SPINE (SParsification of Influence NEtworks) is an algorithm that discovers the "backbone" of an influence network. Given a social network and a log of past propagations, we build an instance of the independent-cascade model that describes the propagations. We aim at reducing the complexity of that model, by preserving the network edges that are most likely to lead to propagations.
Antti Ukkonen, Aris Gionis, Carlos Castillo, Francesco Bonchi, Michael Mathioudakis
Sparsification of influence networks. In Proceedings of the 17th ACM SIGKDD international conference on Knowledge discovery and data mining (KDD '11). ACM, New York, NY, USA, 529-537. [paper: PDF, ACM, slides: PDF]
Please check the LICENSE.txt file under the Downloads tab.
Please check the Downloads tab for sample data files extracted from the MemeTracker dataset. Files with extension ".sn" define a social network structure. Each line corresponds to one directed arc between two nodes. For example, the line
NodeA NodeB
signifies that there is a directed arc from 'NodeA' to 'NodeB'. This, in turn, means that 'NodeA' influences 'NodeB', with 'influence' defined in terms of the Independent Cascade Model (ICM - see paper).

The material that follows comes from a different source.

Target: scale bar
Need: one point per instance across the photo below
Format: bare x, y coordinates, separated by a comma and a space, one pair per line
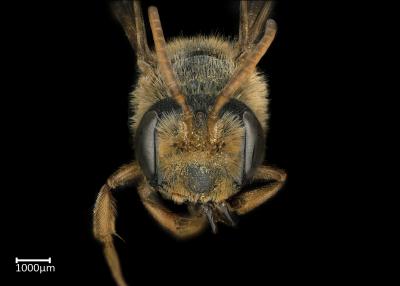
32, 260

Files with extension ".out" contain a set of propagations. Each propagation, in turn, is defined as a sequence of activations. A propagation begins with the activation of node 'omega', a special node that models sources of influence outside the network. In the data files, activations of 'omega' are represented with the following line,
omega 0
which signifies that node 'omega' is activated at time 0. Every such line signifies the beginning of another propagation. Lines between 'omega' activations correspond to a single propagation, and each of them corresponds to the activation of one node. For example, line
NodeA NodeB T
signifies that 'NodeA' successfully influenced 'NodeB' to perform an action at time T. In our paper, we assume that 'NodeA' is generally not known. Therefore, for the current implementation of Spine, 'NodeA' acts simply as a placeholder. This format was chosen in interest of consistency with possible extensions of 'Spine' that assume that this information is available. In the provided data files, 'NodeA' is uniformly set to 'omega'.
Please make sure you update your classpath with the jar files in the 'javalib' directory. If you don't compile the source files on your own, you should also include 'spine.0.1.jar' in the classpath.
To estimate the influence probabilities given a social network and a set of propagations, execute the following command. Estimation uses the EM algorithm of Saito et.al., under the assuptions detailed in our paper.
java edu.toronto.cs.propagation.ic.ICEstimate -m 50 -d 1e-8 -s data.sn -i data.out -o data.probs
The parameters of this java command are explained below.
- -m 50: Maximum number of iterations of the EM algorithm.
- -d 1e-8: Convergence criterion - L2 distance between the estimated probabilities of successive iterations.
- -s data.sn: Input file that contains a social network (e.g. '-s memeS.sn')
- -i data.out: Input file that contains a set of propagations (e.g. '-i memeS.out')
- -o data.probs: Output file that contains the influence probabilities for every arc in the social network (e.g. '-o memeS.probs').
Each line in the output file corresponds to one arc, according to the following format,
NodeA NodeB p
which means that 'NodeA' influences 'NodeB' with probability p, according to the IC model.
To sparsify a social network using Spine, execute the following command.
java edu.toronto.cs.propagation.sparse.Sparsifier -s data.sn -i data.out -p data.probs -k K -o data.K.probs
The parameters of this java command are explained below.
- -s data.sn: Input file that contains a social network (e.g. '-s memeS.sn').
- -i data.out: Input file that contains a set of propagations (e.g. '-i memeS.out').
- -p data.probs: Input file that contains the influence probabilities for every arc in the social network (e.g. '-p memeS.probs'). It is the output of the estimation process described above.
- -k K: Input parameter that specifies how many arcs to keep (e.g. '-k 150').
- -o data.K.probs: Output file that contains only the K selected arcs (e.g. '-o memeS.150.probs').
To examine how the log-likelihood of the propagations varies for different sizes K when sparsification is performed by Spine, execute the following command.
java edu.toronto.cs.propagation.sparse.Sparsifier -s data.sn -i data.out -p data.probs -z data.spine
Explanation for the last parameter:
- -z data.spine: Specifies an output file 'data.spine.logL' to store the results. The output file contains the log-likelihood of the propagations (specified in '-i data.out') for different sizes of a sparse network.
Similarly, one can examine the behavior of log-likelihood when sparsification is performed either randomly or by influence probability value (two 'naive' methods examined in our paper). The respective command is as follows.
java edu.toronto.cs.propagation.sparse.Sparsifier -s data.sn -i data.out -p data.probs -z data.naive -f NaiveMethod
Explanation for the last parameter:
- -f NaiveMethod: Specify either as '-f NaiveByRandomSparsifier' or '-f NaiveByProbabilitySparsifier' to select arcs either randomly or by influence probability value, respectively.